Discovering Emperor Ashoka - The Maski inscription


Emperor Ashoka the Great(268 to 232 BC) is much more than a historical figure in India. He is considered as the most successful Indian Emperor, who conquered entire Indian subcontinent.  Most of the Indians have a feeling that Emperor Ashoka was a well-known figure throughout in Indian history from ancient times.  However, it comes as a surprise and mild shock when one learns that the existence of an Emperor named Ashoka was discovered only in 1915. It was the British archaeologists who found the existence of Ashoka the Great.

A little flash back, serious archaeological studies in Indian subcontinent started in 1784 with the establishment of the Asiatic society of Bengal  by Sir.William Johns.  Quite a few British army officers and government officials were enchanted by the archaeological treasures of India and they started the efforts to conserve and study it. Indian archaeology got a new life with the arrival of James Prinsep, a  English scholar, orientalist and antiquary to India in 1819.Prinsep was the editor of Journal of the Asiatic society of Bengal.

The Great Stupa of Sanchi built by Emperor  Ashoka
The Great Stupa of Sanchi built by Ashoka 

During 1834 archaeologists hit a gold mine when they found a huge archaeological site at Sanchi, Madhya Pradesh. Numerous ancient artifacts and inscriptions were found at Sanchi. Some of the Sanchi inscriptions started with praising a king addressed as “Devanampriya Priyadarshi”- It means one who is benevolent and dear to Gods.  The language was Prakrut and the script was ancient Pali. Prinsep played a great role in deciphering the Pali inscriptions. Later decades of 1800 saw a renaissance in the archaeological excavations in India which unearthed numerous ancient edicts starting with the same name “Devanampriya Priyadarshi”. This name started haunting the archaeologists as they couldn’t figure out which is this great Empire whose inscriptions found all across India. However, the first clue came from Sri Lanka, when the archaeologists found a Buddhist inscription mentioning that “Devanampriya Priyadarshi” was a Maurya King and grandson of Chandra Gupta Maurya. Still the name of that Legendary Empire remained as an enigma.

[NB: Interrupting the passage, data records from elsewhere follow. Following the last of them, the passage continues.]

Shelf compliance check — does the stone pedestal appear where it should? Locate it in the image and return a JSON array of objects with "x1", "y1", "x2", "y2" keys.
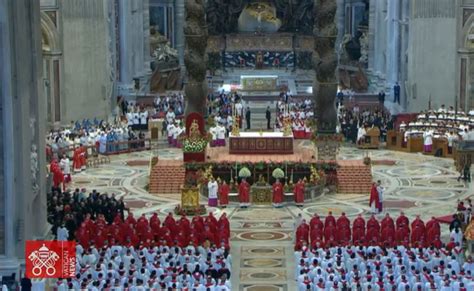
[{"x1": 316, "y1": 136, "x2": 341, "y2": 161}]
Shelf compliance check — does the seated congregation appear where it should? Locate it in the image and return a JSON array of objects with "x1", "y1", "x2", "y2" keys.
[
  {"x1": 295, "y1": 212, "x2": 474, "y2": 291},
  {"x1": 48, "y1": 189, "x2": 232, "y2": 291}
]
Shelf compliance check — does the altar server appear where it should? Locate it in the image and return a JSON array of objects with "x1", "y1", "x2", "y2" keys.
[
  {"x1": 166, "y1": 122, "x2": 175, "y2": 145},
  {"x1": 59, "y1": 155, "x2": 71, "y2": 184},
  {"x1": 219, "y1": 180, "x2": 230, "y2": 208},
  {"x1": 369, "y1": 183, "x2": 379, "y2": 214},
  {"x1": 293, "y1": 179, "x2": 304, "y2": 207},
  {"x1": 272, "y1": 179, "x2": 283, "y2": 208},
  {"x1": 132, "y1": 109, "x2": 140, "y2": 130},
  {"x1": 207, "y1": 177, "x2": 219, "y2": 207},
  {"x1": 239, "y1": 178, "x2": 250, "y2": 208},
  {"x1": 423, "y1": 129, "x2": 433, "y2": 153},
  {"x1": 216, "y1": 123, "x2": 225, "y2": 147},
  {"x1": 140, "y1": 110, "x2": 148, "y2": 130}
]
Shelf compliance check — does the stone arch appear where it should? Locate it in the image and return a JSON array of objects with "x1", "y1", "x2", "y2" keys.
[{"x1": 41, "y1": 11, "x2": 61, "y2": 53}]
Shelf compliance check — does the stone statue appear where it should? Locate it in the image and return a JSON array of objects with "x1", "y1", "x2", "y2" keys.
[
  {"x1": 359, "y1": 32, "x2": 369, "y2": 64},
  {"x1": 184, "y1": 0, "x2": 208, "y2": 114},
  {"x1": 313, "y1": 0, "x2": 338, "y2": 134}
]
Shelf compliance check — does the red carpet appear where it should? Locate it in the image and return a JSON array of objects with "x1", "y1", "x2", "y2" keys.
[{"x1": 436, "y1": 214, "x2": 453, "y2": 224}]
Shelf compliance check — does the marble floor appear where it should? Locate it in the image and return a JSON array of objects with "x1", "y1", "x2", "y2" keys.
[{"x1": 70, "y1": 147, "x2": 472, "y2": 291}]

The original lion capital of Ashoka found in Sarnath India
The original lion capital of Ashoka later become Indian National Emblem
Photo : ASI(public domain)


Now let’s fast forward to 1904-05 time period. The British Viceroy Lord Curzon was extremely interested in Indian heritage and archaeology. He decided to rejuvenate the Archaeological Survey of India under the guidance of Sir John Marshall. Excavations were going on in full swing pan India. Marshall came to know about an ancient site in Sarnath; however he was busy with Sanchi excavations. He appointed a PWD officer Friedrich Oscar Oertel to lead the Sarnath excavations. Sarnath was a treasure chest of antique artifacts. Out of which came the national emblem of India – the lion capital. Once again the name “Devanampriya Priyadarshi” surfaced. Most of inscriptions started with praising this Maurya King. 
The Maski inscription inscription of Emperor Ashoka
The Maski inscription
Photo: By Sudeep m  [CC BY-SA 3.0], via Wikimedia Commons

The final piece of the puzzle was found in 1915 in Maski – a small village in the Raichur district of Karnataka.  Archaeologists found a Brahmi inscription dated around 256 BC that reads “Devanampriya Priyadarshi Ashokasa”. The emperor who puzzled the Indian archaeologist for over hundred years, the Emperor who was addressed as “Devanampriya Priyadarshi” in the inscriptions all around India was Ashoka.  It was a great discovery in Indian archaeology as it revealed a great Emeperor figure who ruled almost entire Indian sub-continent, the influence of Buddhism in the Krishna basin as well as the use of Prakut as a common language and Brahmi as a script.